How to force https and www. in .htaccess?

@cameron_walter 

To force HTTPS and www. in .htaccess, you can use the following code:

1
2
3
4
5
6
7
8
9

RewriteEngine On

# Force HTTPS
RewriteCond %{HTTPS} !=on
RewriteRule ^(.*)$ https://%{HTTP_HOST}%{REQUEST_URI} [L,R=301]

# Force www
RewriteCond %{HTTP_HOST} !^www.
RewriteRule ^(.*)$ https://www.%{HTTP_HOST}%{REQUEST_URI} [L,R=301]

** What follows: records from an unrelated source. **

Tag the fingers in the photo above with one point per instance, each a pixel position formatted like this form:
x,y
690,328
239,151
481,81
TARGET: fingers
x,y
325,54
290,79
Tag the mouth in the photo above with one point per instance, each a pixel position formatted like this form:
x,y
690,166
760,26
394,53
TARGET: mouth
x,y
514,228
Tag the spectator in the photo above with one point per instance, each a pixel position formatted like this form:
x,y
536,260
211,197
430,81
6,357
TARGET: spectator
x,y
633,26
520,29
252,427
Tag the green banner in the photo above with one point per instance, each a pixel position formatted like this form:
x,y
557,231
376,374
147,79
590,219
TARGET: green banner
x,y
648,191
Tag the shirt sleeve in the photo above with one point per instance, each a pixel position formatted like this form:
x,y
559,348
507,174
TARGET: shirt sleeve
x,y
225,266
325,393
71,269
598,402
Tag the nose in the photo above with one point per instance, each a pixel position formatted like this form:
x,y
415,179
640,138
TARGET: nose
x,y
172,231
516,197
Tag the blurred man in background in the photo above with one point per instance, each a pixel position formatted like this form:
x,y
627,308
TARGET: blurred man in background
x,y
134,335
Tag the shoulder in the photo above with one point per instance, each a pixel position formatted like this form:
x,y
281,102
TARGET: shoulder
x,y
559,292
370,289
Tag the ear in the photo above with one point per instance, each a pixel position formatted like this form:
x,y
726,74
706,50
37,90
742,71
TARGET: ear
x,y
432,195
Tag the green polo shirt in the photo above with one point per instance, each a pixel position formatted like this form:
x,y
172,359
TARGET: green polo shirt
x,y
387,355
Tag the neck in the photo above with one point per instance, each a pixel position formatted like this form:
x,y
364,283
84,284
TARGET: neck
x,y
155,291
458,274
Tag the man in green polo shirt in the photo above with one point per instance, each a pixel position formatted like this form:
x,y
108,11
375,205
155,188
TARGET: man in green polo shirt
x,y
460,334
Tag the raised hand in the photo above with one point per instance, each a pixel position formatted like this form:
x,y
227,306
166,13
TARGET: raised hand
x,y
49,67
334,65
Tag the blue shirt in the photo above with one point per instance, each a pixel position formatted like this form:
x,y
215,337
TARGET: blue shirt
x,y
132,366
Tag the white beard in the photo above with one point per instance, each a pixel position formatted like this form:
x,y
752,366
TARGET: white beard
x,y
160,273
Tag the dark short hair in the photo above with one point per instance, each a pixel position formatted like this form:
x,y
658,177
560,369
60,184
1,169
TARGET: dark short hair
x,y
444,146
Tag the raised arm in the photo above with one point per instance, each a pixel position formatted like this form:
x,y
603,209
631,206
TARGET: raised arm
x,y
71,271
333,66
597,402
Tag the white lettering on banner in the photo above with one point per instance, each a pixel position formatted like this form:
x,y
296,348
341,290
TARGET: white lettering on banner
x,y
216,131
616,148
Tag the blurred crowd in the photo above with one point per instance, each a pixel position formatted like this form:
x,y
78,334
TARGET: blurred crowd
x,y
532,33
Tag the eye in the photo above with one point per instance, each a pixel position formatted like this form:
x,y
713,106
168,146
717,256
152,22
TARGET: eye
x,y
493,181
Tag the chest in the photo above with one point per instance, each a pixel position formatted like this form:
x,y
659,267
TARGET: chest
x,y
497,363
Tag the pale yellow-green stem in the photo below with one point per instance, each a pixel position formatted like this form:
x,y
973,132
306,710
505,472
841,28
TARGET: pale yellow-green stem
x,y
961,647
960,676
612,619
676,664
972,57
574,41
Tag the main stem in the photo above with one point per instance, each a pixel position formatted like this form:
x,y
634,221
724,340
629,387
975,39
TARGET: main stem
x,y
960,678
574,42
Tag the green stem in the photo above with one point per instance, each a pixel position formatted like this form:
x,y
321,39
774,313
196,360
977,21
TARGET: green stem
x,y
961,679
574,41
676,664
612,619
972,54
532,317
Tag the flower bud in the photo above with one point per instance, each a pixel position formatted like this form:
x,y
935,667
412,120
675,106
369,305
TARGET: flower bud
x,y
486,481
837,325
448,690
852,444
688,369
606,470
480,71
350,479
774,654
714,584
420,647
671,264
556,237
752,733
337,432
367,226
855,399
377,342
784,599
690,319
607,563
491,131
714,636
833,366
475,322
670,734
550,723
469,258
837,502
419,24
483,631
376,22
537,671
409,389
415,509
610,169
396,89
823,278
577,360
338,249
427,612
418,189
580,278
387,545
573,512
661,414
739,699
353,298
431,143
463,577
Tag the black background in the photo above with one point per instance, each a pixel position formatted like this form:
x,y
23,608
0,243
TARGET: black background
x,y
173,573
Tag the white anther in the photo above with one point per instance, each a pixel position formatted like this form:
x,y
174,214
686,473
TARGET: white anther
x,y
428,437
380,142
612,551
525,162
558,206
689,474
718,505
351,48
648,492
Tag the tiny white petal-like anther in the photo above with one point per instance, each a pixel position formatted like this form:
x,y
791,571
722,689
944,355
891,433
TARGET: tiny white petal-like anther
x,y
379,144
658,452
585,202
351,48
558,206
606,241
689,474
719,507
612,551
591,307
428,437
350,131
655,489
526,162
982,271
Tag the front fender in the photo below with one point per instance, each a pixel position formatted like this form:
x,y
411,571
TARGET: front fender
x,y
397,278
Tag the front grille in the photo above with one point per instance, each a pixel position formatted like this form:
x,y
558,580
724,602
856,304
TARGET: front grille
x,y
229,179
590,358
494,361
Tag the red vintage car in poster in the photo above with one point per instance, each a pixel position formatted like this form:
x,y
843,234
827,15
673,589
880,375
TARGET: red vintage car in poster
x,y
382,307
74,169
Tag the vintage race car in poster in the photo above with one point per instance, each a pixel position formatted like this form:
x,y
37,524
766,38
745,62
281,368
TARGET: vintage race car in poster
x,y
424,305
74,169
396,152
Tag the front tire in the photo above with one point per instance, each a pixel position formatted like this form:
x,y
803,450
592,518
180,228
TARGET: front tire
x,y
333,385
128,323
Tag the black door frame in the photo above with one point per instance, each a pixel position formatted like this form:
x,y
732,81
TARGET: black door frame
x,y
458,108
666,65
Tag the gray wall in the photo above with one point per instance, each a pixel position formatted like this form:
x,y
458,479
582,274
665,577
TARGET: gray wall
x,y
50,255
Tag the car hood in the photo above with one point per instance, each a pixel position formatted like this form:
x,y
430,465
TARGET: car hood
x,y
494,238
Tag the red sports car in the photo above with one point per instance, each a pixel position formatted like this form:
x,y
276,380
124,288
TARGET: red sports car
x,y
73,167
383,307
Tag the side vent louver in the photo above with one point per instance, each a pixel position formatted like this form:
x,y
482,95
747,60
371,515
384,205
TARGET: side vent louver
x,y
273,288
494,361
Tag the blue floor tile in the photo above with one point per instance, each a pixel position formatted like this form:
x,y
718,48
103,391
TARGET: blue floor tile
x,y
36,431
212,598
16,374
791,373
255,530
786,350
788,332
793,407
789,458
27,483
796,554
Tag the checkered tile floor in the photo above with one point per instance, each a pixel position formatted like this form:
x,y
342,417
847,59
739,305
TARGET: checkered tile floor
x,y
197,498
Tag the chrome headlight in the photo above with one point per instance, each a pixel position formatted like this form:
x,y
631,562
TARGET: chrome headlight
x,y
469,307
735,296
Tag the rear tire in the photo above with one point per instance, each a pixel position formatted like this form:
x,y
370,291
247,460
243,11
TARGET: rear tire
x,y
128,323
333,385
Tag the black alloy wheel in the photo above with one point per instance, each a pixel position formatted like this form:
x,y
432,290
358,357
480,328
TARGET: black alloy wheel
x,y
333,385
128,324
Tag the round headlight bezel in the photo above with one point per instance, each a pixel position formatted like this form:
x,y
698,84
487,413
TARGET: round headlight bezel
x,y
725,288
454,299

This code uses Apache's mod_rewrite module to perform URL rewriting. Here's a breakdown of what each line does:

1. RewriteEngine On: Enables the rewriting engine for this .htaccess file.
2. RewriteCond %{HTTPS} !=on: Checks if HTTPS is not already on.
3. RewriteRule ^(.*)$ https://%{HTTP_HOST}%{REQUEST_URI} [L,R=301]: Redirects the request to the HTTPS version of the current URL using a 301 (permanent) redirect. %{HTTP_HOST} captures the current domain. %{REQUEST_URI} captures the path and query string of the request. L flag indicates that no further rewriting rules should be processed. R=301 flag specifies a 301 redirect.
4. RewriteCond %{HTTP_HOST} !^www.: Checks if the domain does not start with "www.".
5. RewriteRule ^(.*)$ https://www.%{HTTP_HOST}%{REQUEST_URI} [L,R=301]: Redirects the request to the "www." version of the current URL using a 301 redirect. This rule is only applied if HTTPS is already enabled since it comes after the previous rule. %{HTTP_HOST} captures the current domain. %{REQUEST_URI} captures the path and query string of the request. L flag indicates that no further rewriting rules should be processed. R=301 flag specifies a 301 redirect.

Make sure to place this code in the .htaccess file located in the root directory of your website.